Crown Prince of Ras Al Khaimah
- Tenure: 6 December 2010 – present
- Monarch: Saud bin Saqr Al Qasimi
- Predecessor: Saud bin Saqr Al Qasimi
- Born: 9 February 1987 (age 39) Ras Al Khaimah, UAE
- Spouse: Shaikha bint Butti bin Maktoum Al Maktoum ​ ​(m. 2018)​
- Issue: 4
- House: Al Qasimi
- Father: Saud bin Saqr Al Qasimi
- Mother: Hana bint Juma Al Majid

= Mohammed bin Saud Al Qasimi =

Crown Prince of Ras Al Khaimah

Sheikh Mohammed bin Saud bin Saqr Al Qasimi (محمد بن سعود بن صقر القاسمي; 9 February 1987) is the Crown Prince of the Emirate of Ras Al Khaimah in the United Arab Emirates and the former chairman of RAK Ceramics.

== Biography ==
Born on 9 February 1987 to Sheikh Saud bin Saqr Al Qasimi and mother Hana bint Juma Al Majid, he studied at a British curriculum-based school in Ras Al-Khaimah and graduated from University of California in Los Angeles. He holds a BA in Political Science.

After returning from the United States in 2009, he joined the Ras Al Khaimah Ruler's Court and began helping his father in supervising the workflow in government departments and bodies in Ras Al Khaimah. He played a guiding role in supporting many initiatives aimed at enhancing government performance, competition and transparency.
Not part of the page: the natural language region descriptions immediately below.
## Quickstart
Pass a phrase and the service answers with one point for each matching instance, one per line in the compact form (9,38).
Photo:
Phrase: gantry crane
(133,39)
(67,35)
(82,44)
He also supervised the implementation of the Mohammed bin Saud Program for the Rehabilitation of Housing which covered the low-populated villages in the mountainous areas of Ras Al Khaimah and provided easy access to clean water and other important services.

==Personal life==
Sheikh Mohammed married Sheikha Shaikha bint Butti bin Maktoum Al Maktoum in 2018. Shaikha is a granddaughter of late Sheikh Rashid bin Ahmad Al Mualla, former ruler of Umm Al Quwain and a niece of Sheikha Hind bint Maktoum Al Maktoum, consort of Sheikh Mohammed bin Rashid Al Maktoum, ruler of Dubai. The couple have four children.